Do you think that's what he was saying? I admit I don't exactly hang on to G'raha's every word, but my reading of that scene is that he was saying that while the thought was tempting, it ultimately doesn't address the pains he's felt about the dead: he doesn't actually wish to talk to them again, he wishes that they hadn't died. And Living Memory doesn't actually solve that, it's just a tempting 'close enough' that may well only leave the wound to never heal.
FFXIV's had a lot of stories about necromancy, either literally or in essence, and I think the main thing they have in common is the central message of a 'sympathetic no': that yes, it's understandable to want this, and that you might even be better off for having explored the attempt, but that it will never be right: the cost will be too great, or the victory won't be complete. Living Memory's honestly only different in that it got further along than most other attempts, most of the others either failed before anything could get revived or shortly after they thought they succeeded. There's absolutely a connection to be made with Emet-Selch's, because that was also a necromancy story, but it's not that we're him; it's that we're staring down the hollow specter of Amaurot that he would've made if he'd gotten any further. And yeah, it hurts to have to hold to the same answer we always had even in this situation, but I really think it's supposed to.
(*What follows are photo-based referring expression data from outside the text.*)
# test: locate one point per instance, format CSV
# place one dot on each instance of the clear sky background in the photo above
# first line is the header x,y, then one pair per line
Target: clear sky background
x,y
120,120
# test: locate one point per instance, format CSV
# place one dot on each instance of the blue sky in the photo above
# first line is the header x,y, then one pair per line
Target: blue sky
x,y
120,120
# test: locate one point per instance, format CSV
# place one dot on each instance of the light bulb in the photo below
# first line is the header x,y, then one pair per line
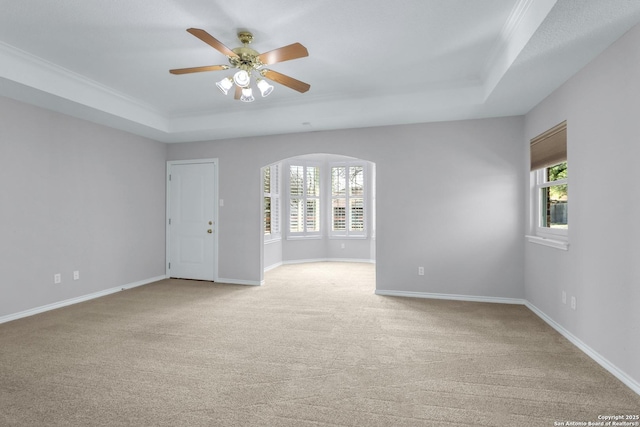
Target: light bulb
x,y
265,87
241,78
247,95
225,84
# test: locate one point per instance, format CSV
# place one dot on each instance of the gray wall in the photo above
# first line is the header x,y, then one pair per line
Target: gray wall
x,y
601,268
449,198
75,196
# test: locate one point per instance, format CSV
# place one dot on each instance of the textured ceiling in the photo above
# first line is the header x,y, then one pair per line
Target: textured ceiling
x,y
371,62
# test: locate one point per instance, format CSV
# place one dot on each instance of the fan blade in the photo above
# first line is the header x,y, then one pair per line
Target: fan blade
x,y
211,41
294,84
199,69
286,53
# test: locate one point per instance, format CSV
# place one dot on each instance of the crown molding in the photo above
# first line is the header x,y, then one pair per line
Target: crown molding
x,y
44,76
525,19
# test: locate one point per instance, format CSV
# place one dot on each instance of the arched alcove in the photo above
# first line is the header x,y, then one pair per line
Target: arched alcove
x,y
354,243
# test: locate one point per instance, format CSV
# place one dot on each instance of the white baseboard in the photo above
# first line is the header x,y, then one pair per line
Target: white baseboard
x,y
222,280
77,300
597,357
305,261
273,266
454,297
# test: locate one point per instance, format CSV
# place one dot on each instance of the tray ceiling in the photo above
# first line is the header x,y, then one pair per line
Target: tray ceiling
x,y
371,62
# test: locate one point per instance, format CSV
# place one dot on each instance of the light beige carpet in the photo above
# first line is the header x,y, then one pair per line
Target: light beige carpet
x,y
313,347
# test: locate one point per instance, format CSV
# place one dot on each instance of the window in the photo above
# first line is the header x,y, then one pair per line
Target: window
x,y
271,190
347,200
549,171
304,200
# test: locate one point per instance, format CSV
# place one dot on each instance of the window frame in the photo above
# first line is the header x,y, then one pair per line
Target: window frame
x,y
347,233
541,182
305,234
276,209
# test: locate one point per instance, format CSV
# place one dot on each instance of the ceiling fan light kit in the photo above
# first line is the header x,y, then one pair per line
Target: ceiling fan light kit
x,y
247,60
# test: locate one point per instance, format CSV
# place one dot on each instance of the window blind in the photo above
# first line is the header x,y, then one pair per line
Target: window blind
x,y
550,147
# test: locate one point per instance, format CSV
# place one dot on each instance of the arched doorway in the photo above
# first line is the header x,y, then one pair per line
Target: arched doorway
x,y
318,207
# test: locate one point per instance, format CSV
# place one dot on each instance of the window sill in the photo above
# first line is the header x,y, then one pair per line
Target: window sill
x,y
308,237
558,244
348,237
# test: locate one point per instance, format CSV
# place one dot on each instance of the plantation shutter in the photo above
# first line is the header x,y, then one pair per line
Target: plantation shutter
x,y
550,147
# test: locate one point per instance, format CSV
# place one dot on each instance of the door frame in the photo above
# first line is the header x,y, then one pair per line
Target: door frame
x,y
216,204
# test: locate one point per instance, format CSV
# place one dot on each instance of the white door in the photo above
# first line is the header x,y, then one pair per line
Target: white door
x,y
192,221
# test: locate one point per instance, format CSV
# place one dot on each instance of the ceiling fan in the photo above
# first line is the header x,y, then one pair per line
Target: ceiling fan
x,y
247,60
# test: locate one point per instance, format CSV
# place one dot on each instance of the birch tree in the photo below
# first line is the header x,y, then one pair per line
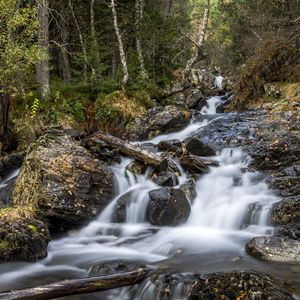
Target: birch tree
x,y
139,13
120,44
42,67
199,43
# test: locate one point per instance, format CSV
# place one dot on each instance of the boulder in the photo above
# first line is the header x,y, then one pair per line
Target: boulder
x,y
22,238
229,286
196,147
62,182
100,150
158,120
124,201
10,162
166,179
167,207
194,97
5,192
113,268
279,248
195,164
287,211
170,145
189,189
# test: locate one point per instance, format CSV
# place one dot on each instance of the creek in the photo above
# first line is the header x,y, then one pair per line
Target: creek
x,y
231,207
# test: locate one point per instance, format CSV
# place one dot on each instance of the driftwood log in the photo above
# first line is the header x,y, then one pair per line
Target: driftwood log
x,y
77,286
189,162
128,149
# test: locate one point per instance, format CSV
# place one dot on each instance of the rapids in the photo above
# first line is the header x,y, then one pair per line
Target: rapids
x,y
232,206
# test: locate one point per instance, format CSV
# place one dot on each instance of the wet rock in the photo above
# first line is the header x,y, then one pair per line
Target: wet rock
x,y
196,147
189,189
5,192
63,182
135,168
22,239
278,248
167,207
100,150
113,267
194,97
166,179
238,285
10,162
120,211
168,164
221,108
170,145
287,211
158,120
229,286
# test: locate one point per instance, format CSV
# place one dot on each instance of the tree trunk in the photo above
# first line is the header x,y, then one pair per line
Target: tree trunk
x,y
198,55
121,45
95,53
84,51
149,158
77,286
64,55
139,13
168,8
4,108
42,67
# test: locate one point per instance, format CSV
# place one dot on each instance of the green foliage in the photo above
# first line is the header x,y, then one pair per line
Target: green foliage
x,y
34,108
18,48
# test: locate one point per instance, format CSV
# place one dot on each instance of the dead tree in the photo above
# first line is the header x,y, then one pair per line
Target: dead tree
x,y
42,66
77,286
199,44
120,43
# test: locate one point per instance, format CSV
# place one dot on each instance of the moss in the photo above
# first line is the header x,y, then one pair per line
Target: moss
x,y
267,66
118,107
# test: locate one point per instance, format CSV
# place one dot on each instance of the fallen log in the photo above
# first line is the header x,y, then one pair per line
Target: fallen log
x,y
189,162
128,149
77,286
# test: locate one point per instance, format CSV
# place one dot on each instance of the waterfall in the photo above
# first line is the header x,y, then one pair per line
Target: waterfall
x,y
232,205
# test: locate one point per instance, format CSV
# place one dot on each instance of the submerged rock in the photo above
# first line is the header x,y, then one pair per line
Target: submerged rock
x,y
65,185
170,145
229,286
189,188
194,97
196,147
287,211
278,248
22,238
157,121
166,179
113,268
167,207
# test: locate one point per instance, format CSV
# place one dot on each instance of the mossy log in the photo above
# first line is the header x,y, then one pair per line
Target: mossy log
x,y
189,162
128,149
77,286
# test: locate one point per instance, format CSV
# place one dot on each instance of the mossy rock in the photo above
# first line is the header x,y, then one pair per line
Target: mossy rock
x,y
22,238
61,181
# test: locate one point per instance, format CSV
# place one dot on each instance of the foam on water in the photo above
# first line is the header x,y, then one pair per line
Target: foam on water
x,y
232,205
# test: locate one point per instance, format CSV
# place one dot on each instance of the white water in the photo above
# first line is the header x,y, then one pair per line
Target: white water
x,y
231,207
218,81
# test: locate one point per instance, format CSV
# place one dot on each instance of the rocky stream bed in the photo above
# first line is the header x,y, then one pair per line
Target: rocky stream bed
x,y
217,217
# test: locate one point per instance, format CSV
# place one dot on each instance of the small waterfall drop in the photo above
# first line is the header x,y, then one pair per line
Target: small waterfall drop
x,y
232,205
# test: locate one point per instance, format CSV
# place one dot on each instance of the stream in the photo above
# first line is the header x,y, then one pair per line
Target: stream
x,y
231,207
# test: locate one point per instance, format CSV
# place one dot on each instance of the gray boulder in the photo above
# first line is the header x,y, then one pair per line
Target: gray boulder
x,y
167,207
62,182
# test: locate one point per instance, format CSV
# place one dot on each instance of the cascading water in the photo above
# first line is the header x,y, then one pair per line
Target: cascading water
x,y
231,206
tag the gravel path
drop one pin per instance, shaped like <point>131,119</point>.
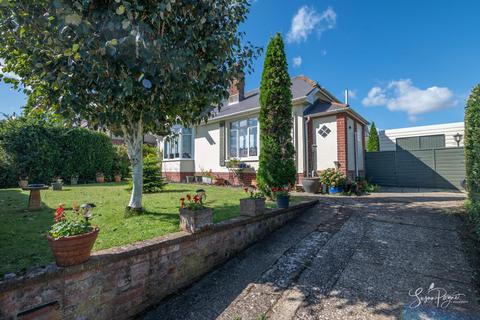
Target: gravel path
<point>376,257</point>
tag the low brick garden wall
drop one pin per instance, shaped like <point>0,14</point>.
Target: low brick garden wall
<point>121,282</point>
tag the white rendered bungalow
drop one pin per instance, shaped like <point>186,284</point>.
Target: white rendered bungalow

Also, I feel like we're underselling Namikka and Otis' parts of that zone. I think they exist there to tell us that we aren't shutting down lives and futures full of promise: we're looking at people who are happy (or at least accepting; Otis' relationship to his life seems more complex) to have had the lives they did. We're not cutting off their golden years, these are people who've already lived their lives, and don't have anything left ahead of them but reliving it.